Comment ne plus être fontaine si cela devient gênant ?
La rééducation périnéale avec un kinésithérapeute spécialisé est une piste concrète pour celles qui souhaitent apprendre comment ne plus être dans cette situation. Un suivi avec un sexologue peut aussi aider à travailler sur la perception du phénomène. Dans tous les cas, consulter un médecin pour exclure toute autre cause (comme une incontinence liée à l’effort) reste la première étape recommandée.

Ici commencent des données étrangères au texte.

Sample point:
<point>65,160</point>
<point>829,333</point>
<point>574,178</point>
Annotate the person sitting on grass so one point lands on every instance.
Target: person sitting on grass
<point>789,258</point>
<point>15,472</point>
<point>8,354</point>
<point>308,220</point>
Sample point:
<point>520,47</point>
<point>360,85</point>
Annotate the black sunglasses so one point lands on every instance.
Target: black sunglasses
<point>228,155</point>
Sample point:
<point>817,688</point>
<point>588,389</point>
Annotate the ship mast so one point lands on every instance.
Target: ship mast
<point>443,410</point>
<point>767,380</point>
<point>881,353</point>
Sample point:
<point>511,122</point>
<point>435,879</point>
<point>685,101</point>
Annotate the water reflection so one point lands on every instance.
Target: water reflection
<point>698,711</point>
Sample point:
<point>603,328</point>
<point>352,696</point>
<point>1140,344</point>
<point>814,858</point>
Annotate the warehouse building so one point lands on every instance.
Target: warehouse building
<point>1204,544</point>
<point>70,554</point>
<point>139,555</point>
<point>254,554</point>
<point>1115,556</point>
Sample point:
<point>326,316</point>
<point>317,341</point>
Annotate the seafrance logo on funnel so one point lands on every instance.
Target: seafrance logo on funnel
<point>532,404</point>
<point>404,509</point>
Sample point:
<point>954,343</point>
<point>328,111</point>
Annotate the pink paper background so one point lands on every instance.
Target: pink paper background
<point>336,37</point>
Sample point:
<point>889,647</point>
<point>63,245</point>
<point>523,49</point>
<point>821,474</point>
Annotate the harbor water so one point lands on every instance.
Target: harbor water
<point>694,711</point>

Ce que retenir de tout cela
Être fontaine ou non ne dit rien de fondamental sur la sexualité d’une femme, ni sur sa santé. C’est une variation naturelle, influencée par l’anatomie, la psychologie et le contexte. Ce qui compte davantage, c’est de bien connaître son corps et de se sentir à l’aise avec ses réactions.
Si ce sujet soulève des interrogations sur votre santé pelvienne ou votre bien-être intime, un professionnel de santé, qu’il soit médecin généraliste, gynécologue ou sexologue, peut vous apporter un accompagnement adapté. La sexualité fait partie du bien-être global, à tout âge.